Comments (10)
👏 Thanks for not only tackling this issue, but also for documenting the process so nicely! Reading this issue was very instructive and insightful.
from brew.
Looks like there are a couple other issues besides the pattern for valid XML characters.
The output from the test steps is buffered one byte at a time, because the IO streams for the IO.pipe
are encoded as BINARY
.
begin
pid = fork do
read.close
$stdout.reopen(write)
$stderr.reopen(write)
write.close
working_dir.cd { exec(*@command) }
end
write.close
while buf = read.read(1)
if verbose
print buf
$stdout.flush
end
@output << buf
end
ensure
read.close
end
Since buf
is a BINARY
aka ASCII-8BIT
stream, I think that means each individual byte will be coerced to a UTF-8
character, not code unit, when it's appended to @output
, which is initialized with @output = ""
and thus has UTF-8 encoding. So multibyte UTF-8 characters will be transcoded wrong. The output should be buffered as binary and only converted when fully collected (or converted in chunks with support for "remainders").
Then later on, long output is truncated. At this point, it's a UTF-8 string, so slice()
takes offsets in character counts. But the bounds are calculated in terms of bytes, so they may be off, and it's possible that output with lots of multibyte characters could cause the offsets to fall outside the bounds of the string, erroneously producing nil
instead of a substring.
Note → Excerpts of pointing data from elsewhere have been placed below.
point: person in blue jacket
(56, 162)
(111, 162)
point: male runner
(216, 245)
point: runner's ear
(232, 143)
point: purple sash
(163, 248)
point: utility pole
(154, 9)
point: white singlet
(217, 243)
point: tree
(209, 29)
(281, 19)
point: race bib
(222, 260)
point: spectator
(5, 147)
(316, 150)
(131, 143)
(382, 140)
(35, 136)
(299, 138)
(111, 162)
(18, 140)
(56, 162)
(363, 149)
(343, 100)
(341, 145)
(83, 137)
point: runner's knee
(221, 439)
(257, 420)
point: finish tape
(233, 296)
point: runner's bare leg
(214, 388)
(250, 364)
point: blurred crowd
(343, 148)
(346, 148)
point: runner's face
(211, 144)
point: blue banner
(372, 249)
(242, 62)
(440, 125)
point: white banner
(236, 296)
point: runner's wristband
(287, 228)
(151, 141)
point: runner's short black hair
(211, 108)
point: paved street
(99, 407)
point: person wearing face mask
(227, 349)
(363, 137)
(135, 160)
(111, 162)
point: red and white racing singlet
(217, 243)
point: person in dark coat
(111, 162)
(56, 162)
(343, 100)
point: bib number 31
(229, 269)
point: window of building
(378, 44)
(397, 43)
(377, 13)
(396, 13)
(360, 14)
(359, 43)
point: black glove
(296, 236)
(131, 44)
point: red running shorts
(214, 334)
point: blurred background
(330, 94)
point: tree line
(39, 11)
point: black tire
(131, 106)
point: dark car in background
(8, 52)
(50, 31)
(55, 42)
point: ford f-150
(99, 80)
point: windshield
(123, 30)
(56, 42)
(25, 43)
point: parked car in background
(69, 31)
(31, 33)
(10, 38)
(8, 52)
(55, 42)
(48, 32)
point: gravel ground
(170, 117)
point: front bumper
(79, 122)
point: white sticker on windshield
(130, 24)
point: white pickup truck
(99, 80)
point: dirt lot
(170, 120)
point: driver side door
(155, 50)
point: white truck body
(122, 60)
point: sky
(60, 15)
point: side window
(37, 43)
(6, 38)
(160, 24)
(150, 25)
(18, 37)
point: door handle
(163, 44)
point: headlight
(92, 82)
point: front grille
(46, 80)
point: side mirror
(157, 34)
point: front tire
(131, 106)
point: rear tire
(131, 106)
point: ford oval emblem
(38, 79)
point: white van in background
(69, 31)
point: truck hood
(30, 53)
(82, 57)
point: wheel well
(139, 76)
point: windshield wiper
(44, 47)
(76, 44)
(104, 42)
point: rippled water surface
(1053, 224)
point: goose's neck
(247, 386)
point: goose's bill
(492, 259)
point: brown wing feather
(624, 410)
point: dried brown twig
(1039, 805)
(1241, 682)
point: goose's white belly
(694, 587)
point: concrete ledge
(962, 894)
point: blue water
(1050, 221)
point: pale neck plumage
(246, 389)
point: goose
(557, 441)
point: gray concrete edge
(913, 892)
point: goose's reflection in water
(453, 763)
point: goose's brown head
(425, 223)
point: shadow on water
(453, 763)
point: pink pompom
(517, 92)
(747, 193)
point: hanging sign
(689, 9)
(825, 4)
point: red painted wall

Or if there are lots of multibyte characters, the resulting truncated string could still be significantly longer than 1 MB, which could be a problem if that 1 MB is a hard limit.
if output.bytesize > BYTES_IN_1_MEGABYTE
output = "truncated output to 1MB:\n" \
+ output.slice(-BYTES_IN_1_MEGABYTE, BYTES_IN_1_MEGABYTE)
end
Working on fixing those up as part of this.
from brew.
I think I have a fix for this – apjanke@eb8db20. But I don't know how to write a unit test for it, since test-bot
is already a testing scaffold, and (I think) is dependent on the state of your local git repos.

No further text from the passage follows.